Synergistic effect of manganese oxide nanoparticles and graphene nanosheets in composite anodes for lithium ion batteries

Abstract

A graphene-Mn3O4-graphene (GMG) sandwich structure with homogeneous anchoring of Mn3O4 nanoparticles among flexible and conductive graphene nanosheets (GSs) is achieved through dispersion of the GSs in Mn(NO3)2 solution and subsequent calcination. Mn3O4 nanoparticles are 50 ∼ 200 nm clusters consisting of 10 ∼ 20 nm primary particles, and serve as spacers to prevent the re-stacking of the GSs. GSs provide a highly conductive network among Mn3O4 nanoparticles for efficient electron transfer and buffer any volume change during cycling.

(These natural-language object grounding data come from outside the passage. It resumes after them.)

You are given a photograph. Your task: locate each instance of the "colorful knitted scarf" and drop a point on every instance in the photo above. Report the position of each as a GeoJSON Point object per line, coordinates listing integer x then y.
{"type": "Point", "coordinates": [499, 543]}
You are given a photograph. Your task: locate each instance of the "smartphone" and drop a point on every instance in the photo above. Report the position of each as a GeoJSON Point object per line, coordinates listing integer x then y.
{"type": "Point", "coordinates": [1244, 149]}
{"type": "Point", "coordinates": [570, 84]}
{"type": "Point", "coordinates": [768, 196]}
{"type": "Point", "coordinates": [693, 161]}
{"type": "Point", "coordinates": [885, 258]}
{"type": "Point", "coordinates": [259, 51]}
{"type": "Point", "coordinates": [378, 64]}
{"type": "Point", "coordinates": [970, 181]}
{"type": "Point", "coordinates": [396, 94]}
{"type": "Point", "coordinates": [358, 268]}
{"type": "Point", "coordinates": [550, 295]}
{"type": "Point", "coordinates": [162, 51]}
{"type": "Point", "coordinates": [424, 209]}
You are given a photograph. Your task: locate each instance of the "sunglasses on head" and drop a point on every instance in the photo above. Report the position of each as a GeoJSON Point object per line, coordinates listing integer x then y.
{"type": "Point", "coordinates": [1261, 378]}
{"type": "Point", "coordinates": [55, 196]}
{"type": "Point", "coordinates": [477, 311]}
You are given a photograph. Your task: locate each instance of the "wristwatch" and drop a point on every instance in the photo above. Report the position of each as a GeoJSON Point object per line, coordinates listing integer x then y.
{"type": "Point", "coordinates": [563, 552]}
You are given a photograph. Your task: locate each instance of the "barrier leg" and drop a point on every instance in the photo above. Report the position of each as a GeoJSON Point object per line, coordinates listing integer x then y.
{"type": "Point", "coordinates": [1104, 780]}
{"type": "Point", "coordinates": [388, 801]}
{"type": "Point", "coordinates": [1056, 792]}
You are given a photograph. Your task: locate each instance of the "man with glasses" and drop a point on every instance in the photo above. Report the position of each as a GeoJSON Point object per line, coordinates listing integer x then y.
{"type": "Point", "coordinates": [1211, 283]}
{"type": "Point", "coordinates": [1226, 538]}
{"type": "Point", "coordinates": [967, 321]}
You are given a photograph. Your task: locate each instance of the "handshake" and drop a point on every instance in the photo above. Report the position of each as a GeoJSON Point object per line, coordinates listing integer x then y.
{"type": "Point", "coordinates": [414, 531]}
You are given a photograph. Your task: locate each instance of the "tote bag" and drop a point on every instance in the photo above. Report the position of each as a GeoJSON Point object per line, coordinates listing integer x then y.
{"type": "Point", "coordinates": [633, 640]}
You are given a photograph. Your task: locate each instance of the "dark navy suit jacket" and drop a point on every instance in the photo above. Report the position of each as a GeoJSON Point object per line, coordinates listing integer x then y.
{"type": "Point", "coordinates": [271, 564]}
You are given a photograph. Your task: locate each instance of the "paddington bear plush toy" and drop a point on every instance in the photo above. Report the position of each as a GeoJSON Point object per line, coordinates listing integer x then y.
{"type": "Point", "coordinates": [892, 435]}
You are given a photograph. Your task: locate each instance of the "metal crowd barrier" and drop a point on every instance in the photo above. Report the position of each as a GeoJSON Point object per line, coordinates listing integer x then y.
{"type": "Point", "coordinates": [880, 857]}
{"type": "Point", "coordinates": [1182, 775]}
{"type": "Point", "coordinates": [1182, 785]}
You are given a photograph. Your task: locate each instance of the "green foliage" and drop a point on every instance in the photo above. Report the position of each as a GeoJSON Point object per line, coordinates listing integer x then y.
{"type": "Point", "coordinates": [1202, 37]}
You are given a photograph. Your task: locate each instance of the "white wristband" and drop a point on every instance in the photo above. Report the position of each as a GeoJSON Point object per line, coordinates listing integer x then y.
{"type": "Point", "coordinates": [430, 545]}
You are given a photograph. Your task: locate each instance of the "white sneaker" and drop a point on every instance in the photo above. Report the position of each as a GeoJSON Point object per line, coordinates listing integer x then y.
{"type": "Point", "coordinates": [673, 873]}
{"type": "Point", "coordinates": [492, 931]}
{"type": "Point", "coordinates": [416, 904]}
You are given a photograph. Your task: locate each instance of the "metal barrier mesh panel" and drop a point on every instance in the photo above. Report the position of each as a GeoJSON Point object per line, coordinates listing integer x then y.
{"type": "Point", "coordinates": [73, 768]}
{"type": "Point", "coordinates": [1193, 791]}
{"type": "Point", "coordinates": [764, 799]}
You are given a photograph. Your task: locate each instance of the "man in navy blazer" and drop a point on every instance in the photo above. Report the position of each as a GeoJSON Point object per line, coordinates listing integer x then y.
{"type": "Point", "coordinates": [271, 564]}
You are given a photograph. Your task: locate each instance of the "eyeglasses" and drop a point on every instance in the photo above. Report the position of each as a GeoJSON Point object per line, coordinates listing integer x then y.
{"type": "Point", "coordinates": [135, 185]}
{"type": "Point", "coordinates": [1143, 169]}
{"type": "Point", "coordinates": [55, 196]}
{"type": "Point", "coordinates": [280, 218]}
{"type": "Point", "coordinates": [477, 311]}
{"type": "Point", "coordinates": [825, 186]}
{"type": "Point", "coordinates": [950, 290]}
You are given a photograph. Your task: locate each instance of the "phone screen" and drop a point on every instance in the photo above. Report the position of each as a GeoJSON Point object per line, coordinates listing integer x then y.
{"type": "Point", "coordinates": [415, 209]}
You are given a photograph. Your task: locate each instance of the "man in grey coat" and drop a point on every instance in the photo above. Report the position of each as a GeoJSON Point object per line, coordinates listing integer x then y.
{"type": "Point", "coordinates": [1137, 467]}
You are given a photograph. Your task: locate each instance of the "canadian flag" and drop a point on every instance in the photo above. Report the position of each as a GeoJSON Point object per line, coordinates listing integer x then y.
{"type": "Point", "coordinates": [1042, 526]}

Due to the strong synergistic effect between Mn3O4 and GSs, the capacity contributions from GSs and Mn3O4 in GMG are much larger than capacities of pure GSs and Mn3O4. Consequently, the GMG composite electrodes show excellent electrochemical properties for lithium ion battery applications, demonstrating a large reversible capacity of 750 mAh g−1 at 0.1 C based on the mass of GMG with no capacity fading after 100 cycles, and high rate abilities of 500 mAh g−1 at 5 C and 380 mAh g−1 at 10 C.